If you would like to see an article that talks about how Americans view racism and how that very article indicates a racist institution, this is the article for you.

On its surface, it talks about a poll conducted for CNN about how serious a problem racial bias is in the United States. And then the article only discusses racial relations between whites and blacks. There are no mention of Asians. There are no mention of Hispanics except in relation to whites, i.e., “non-hispanic whites”. A highlight of this article says:

Only a few of either race say they are racially biased themselves.

Yes, because there are only two races. There are only two major ethic groups affected by racism in the United States, and the one other that is mentioned is in relation to the first! What about biracial people? What about everyone else in this fucking country, because all of us, not just the whites and the blacks, are affected when racism permeates things like the media?

The irony of this article would make me laugh if it didn’t really make me want to cry.

The Stories We’ll Tell.

Everyone knows what happened five years ago today.

This is what you might not know what happened and why, despite the horror of today, I’ll always hold the memories of today in a special corner of my heart. I wrote about it a little bit last year, about how I drove down to New Haven to pick up a battered Josh, dusty from the remains of the World Trade Center, who had fled New York City after being awakened by a plane crashing into the building where he’d recently bought books for class. I remember him telling me that he thought it was a thunderstorm, so he’d jumped out of bed and unplugged everything, before he realized it was clear out. He lived three blocks away from the towers.

I, on the other hand, was safe in my suburb in Connecticut, worried like hell about Josh, who’d just the weekend before spent the weekend with me.

Today, the world stops momentarily to remember the deceased on September 11th. On the internet are stories upon stories of people who died, people who lived, people who have disappeared since that fateful day in 2001. How dare we only stop on September 11th, I want to shout out. Every time I look at Josh and see Matthew, who wasn’t even a glimmer in our eyes back in 2001, I think of how fucking close I was to not having the life I have before me right now. My life would be so different right now, if Josh hadn’t fled New York, and fled into my life for good.

He once asked me when I knew I loved him. It was on the evening of September 11th, as we lay in bed really late that night, after having eaten a crappy Domino’s pizza – the only delivery place in my suburb delivering that evening. The lights were out and we lay there, he in my arms. I don’t remember exactly what he said to me, but his voice was quiet and he told me about his day. I knew right then that I loved him, and that I’d always love him.

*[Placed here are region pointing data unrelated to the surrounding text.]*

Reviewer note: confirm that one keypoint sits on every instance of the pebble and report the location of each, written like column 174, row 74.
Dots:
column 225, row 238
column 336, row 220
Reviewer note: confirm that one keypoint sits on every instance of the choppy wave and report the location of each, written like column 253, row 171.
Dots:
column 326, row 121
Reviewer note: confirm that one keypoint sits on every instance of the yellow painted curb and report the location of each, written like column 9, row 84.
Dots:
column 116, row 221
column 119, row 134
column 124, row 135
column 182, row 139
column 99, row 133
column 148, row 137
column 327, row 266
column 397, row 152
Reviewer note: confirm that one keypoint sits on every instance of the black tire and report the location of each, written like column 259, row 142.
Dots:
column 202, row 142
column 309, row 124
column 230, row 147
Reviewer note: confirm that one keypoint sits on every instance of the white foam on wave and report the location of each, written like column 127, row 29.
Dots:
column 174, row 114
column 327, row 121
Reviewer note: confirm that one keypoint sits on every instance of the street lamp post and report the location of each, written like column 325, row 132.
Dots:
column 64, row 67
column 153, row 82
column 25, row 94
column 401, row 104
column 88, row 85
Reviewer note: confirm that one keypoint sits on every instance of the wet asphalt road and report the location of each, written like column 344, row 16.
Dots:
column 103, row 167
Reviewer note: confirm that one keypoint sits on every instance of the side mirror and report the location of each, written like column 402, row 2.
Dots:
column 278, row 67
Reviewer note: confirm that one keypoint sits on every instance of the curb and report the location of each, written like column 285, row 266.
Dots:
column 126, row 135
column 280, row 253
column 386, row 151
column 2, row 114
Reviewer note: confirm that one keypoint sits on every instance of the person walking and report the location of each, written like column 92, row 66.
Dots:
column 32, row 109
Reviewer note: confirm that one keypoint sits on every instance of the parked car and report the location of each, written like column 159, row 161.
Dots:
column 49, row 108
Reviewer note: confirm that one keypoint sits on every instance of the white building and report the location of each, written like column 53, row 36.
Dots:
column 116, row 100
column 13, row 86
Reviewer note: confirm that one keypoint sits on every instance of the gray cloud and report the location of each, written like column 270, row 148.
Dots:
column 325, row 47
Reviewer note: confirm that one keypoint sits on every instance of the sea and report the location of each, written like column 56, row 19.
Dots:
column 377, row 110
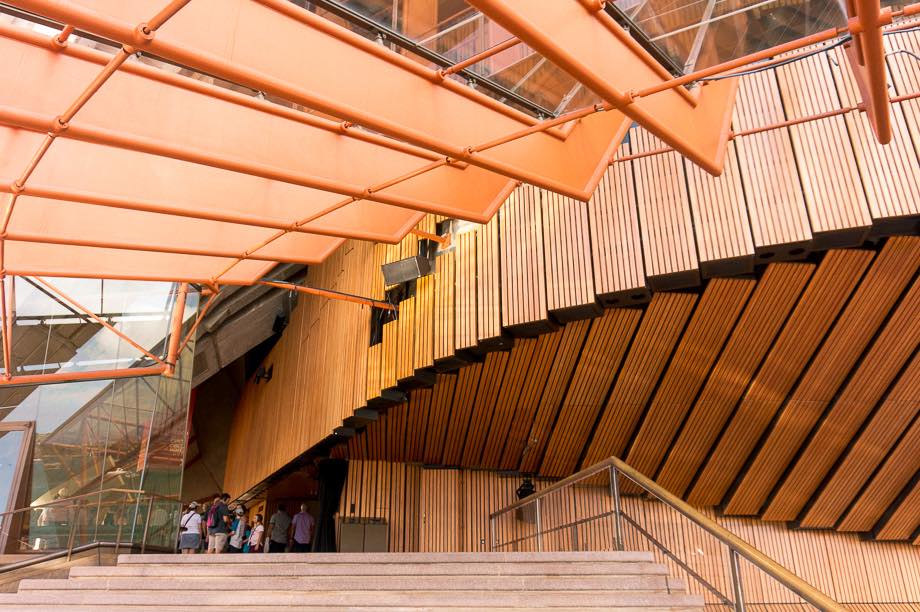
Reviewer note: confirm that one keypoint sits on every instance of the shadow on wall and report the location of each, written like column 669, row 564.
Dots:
column 209, row 435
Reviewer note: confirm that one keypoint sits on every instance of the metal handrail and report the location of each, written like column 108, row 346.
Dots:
column 736, row 545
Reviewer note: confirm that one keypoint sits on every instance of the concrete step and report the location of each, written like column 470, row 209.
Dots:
column 378, row 558
column 372, row 599
column 371, row 569
column 359, row 583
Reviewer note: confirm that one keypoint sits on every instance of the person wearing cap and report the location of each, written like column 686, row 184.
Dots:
column 190, row 530
column 238, row 535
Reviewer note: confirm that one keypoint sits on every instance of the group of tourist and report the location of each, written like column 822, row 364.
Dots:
column 223, row 527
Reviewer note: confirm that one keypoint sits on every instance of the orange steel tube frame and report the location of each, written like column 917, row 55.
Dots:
column 475, row 59
column 57, row 377
column 775, row 126
column 175, row 331
column 330, row 294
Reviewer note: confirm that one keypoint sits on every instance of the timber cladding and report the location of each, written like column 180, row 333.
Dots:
column 801, row 368
column 788, row 396
column 435, row 509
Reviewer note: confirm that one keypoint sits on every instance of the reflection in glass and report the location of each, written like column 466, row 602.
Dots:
column 106, row 457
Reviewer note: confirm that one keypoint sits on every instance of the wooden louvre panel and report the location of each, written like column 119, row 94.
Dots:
column 719, row 307
column 510, row 399
column 418, row 410
column 664, row 215
column 878, row 292
column 774, row 298
column 601, row 355
column 490, row 385
column 776, row 206
column 466, row 309
column 905, row 77
column 518, row 438
column 888, row 172
column 573, row 338
column 461, row 410
column 720, row 218
column 867, row 576
column 888, row 355
column 523, row 272
column 405, row 339
column 488, row 284
column 869, row 450
column 897, row 472
column 444, row 307
column 659, row 331
column 834, row 195
column 825, row 296
column 438, row 416
column 904, row 521
column 569, row 278
column 616, row 246
column 423, row 338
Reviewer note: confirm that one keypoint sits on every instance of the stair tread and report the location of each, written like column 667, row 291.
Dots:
column 504, row 557
column 307, row 569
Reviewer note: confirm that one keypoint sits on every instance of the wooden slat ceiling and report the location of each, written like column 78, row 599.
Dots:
column 792, row 395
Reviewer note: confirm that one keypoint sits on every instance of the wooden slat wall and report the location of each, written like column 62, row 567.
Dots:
column 834, row 195
column 543, row 253
column 572, row 339
column 878, row 292
column 600, row 359
column 775, row 201
column 488, row 295
column 825, row 296
column 869, row 451
column 905, row 77
column 720, row 218
column 468, row 381
column 569, row 276
column 899, row 469
column 664, row 215
column 444, row 323
column 879, row 367
column 766, row 311
column 452, row 508
column 712, row 322
column 466, row 306
column 616, row 245
column 661, row 326
column 523, row 272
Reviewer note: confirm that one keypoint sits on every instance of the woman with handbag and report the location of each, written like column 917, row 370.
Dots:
column 190, row 530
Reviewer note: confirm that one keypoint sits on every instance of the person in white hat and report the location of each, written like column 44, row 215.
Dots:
column 190, row 530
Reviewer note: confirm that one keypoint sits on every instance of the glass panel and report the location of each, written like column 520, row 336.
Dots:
column 113, row 448
column 10, row 446
column 701, row 33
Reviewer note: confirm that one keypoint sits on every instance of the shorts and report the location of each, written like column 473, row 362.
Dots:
column 190, row 540
column 218, row 542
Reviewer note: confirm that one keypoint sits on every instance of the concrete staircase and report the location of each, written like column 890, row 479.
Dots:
column 364, row 581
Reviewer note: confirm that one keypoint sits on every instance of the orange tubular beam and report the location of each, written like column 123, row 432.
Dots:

So today, I haven’t turned the television on (which, frankly, is less grand sounding than it ought to – we usually only watch the television in order to watch DVDs). I clicked on cnn.com but left. I haven’t focused on the losses on September 11th, because I am one of the lucky ones. I gained a family that day.

I’ll never, ever forget everything else that’s happened on that date, because I have a son, a son who wasn’t alive but needs to know what happened. One day when he’s older, he’ll learn in school about the events of September 11th and he’ll come home and sit on his father’s lap and ask him, “Where were you on September 11th, 2001?” and he’ll need to be ready to hear that story. And then I’ll take him onto my lap and tell him mine.